# Reading in Datasets, Subsetting Data, Summarising

In [None]:
# RUN THIS CELL
# Load packages
library(testthat)
library(tidyverse) %>% suppressMessages()

Functions we will be learning
- `read.csv(filename)`: reads in a dataframe
- `head()`: displays first 6 rows
- `ncol()`, `nrow()`
- `%>%`: pipe operator, passes on the previous output into the next function

How do you subset?
1. Use `filter()` to subset to the rows you want
2. Use `select()`to subset to the columns you want

How do find the summary statistics of a column?
1. Use `summarise()` to find summary statistics like `mean()` of a column

---
## Reading in Dataframes
The function for reading in a dataset is `read.csv(filename)`

In [None]:
# read in the dataframe
ctdc <- read.csv("2024_CTDC_synthetic.csv")

## Previewing Datasets with the `head()` function
b) You can preview the first few rows of the dataframe by using the function `head(df_name)`. You can also specify the number of rows you want to look at using `head(df_name, N)`

In [None]:
# preview first 6 rows
head(ctdc)

## Get dimensions of a dataset

Use  `ncol(df_name)` to get the number of columns

In [None]:
# YOUR ANSWER HERE
number_columns <- NULL # YOUR CODE HERE

# display
number_columns

In [None]:
. = ottr::check("tests/Q1a.R")

Use `nrow(df_name)` to get the number of rows

In [None]:
# YOUR ANSWER HERE
number_rows <- NULL # YOUR CODE HERE

# display
number_rows

In [None]:
. = ottr::check("tests/Q1b.R")

## What is this data?

What is each row?

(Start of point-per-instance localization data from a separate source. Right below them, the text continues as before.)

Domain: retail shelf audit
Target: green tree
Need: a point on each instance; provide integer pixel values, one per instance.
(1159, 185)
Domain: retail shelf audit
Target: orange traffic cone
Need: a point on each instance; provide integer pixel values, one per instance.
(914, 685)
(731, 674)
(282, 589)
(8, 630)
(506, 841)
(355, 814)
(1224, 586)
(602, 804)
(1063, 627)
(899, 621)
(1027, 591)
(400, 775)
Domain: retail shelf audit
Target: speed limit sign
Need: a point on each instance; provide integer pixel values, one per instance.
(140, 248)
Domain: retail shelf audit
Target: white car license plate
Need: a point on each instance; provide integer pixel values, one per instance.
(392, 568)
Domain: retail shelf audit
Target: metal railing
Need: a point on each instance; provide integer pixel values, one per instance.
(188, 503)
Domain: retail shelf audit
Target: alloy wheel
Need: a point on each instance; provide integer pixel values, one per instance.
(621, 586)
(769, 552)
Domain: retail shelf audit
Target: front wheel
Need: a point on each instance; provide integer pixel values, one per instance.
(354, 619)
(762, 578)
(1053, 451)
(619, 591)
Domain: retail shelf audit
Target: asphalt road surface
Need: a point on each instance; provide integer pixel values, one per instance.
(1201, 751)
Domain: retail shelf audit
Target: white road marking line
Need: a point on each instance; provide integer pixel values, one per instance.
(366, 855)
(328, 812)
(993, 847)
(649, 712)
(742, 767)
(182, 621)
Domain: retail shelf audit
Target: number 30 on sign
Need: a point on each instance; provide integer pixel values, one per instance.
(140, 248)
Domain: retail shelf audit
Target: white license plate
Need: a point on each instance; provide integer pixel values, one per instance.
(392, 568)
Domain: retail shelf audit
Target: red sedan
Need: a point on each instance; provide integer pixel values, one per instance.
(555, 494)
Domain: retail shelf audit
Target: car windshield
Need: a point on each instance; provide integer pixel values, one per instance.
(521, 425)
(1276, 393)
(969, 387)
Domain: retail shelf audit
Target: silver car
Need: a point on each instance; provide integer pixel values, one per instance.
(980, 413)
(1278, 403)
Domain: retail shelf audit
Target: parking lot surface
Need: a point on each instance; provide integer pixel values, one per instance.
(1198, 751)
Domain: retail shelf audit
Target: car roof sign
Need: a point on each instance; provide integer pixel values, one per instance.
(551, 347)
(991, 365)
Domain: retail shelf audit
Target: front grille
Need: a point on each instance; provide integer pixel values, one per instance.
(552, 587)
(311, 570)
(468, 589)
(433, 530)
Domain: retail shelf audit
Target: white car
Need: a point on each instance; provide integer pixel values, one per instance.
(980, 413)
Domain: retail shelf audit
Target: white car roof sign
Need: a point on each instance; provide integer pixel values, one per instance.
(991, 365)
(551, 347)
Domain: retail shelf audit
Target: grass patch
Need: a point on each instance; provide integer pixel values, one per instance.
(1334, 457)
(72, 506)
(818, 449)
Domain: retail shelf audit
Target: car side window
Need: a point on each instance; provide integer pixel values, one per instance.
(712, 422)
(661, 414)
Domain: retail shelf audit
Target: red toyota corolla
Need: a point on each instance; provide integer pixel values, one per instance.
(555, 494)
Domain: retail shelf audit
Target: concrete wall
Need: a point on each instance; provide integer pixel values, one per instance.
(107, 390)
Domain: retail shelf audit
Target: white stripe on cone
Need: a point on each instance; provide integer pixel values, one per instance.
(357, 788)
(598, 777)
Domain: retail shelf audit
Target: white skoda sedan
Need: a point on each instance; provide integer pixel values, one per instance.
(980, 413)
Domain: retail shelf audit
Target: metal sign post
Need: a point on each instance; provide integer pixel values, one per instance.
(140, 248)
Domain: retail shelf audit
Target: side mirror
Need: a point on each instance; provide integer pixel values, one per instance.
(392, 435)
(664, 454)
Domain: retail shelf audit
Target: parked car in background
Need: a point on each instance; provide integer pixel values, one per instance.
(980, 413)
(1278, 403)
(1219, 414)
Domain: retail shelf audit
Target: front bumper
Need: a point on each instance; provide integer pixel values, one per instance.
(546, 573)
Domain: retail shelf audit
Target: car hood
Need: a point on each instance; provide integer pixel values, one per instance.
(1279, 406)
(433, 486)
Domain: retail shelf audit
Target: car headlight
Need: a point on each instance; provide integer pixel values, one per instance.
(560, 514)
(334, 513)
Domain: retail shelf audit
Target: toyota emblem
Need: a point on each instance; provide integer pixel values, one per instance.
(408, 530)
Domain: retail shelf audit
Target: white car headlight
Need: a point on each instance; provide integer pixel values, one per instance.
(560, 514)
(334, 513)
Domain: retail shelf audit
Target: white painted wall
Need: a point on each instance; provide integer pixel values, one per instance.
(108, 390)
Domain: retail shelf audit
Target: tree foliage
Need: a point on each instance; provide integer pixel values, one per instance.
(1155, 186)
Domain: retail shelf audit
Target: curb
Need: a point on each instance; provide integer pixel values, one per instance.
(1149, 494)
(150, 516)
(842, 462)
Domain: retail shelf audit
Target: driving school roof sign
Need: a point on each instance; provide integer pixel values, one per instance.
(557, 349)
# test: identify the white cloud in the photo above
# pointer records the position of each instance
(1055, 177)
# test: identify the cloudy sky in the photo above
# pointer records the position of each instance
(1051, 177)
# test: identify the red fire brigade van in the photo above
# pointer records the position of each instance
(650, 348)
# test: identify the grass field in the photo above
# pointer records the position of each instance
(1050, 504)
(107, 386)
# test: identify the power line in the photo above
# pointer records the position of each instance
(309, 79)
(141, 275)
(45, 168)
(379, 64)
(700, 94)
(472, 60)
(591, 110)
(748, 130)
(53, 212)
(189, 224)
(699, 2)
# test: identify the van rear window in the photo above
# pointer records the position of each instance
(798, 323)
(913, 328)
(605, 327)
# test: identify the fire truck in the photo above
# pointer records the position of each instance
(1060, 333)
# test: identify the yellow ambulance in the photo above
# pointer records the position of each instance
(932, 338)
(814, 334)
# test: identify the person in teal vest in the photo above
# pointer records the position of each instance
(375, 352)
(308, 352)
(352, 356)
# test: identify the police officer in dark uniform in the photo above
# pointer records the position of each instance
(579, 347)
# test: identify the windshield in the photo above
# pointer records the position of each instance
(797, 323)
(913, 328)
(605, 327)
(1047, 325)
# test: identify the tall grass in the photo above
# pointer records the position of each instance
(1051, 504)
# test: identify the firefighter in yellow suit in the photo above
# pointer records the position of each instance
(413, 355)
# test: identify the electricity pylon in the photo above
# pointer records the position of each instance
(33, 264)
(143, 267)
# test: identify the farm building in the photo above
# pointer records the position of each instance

What is each column?

In [None]:
# what are the column names?
ctdc %>% colnames()

In [None]:
# preview the first 6 rows
head(ctdc)

---
### Our Task: How do traffickers control their victims?
We just saw some qualitative descriptions of some forms of trafficking. Now we want to conceptualize how representative it is of the broader experience of trafficking. In other words, **we want to characterize the means of control that are used by traffickers**. 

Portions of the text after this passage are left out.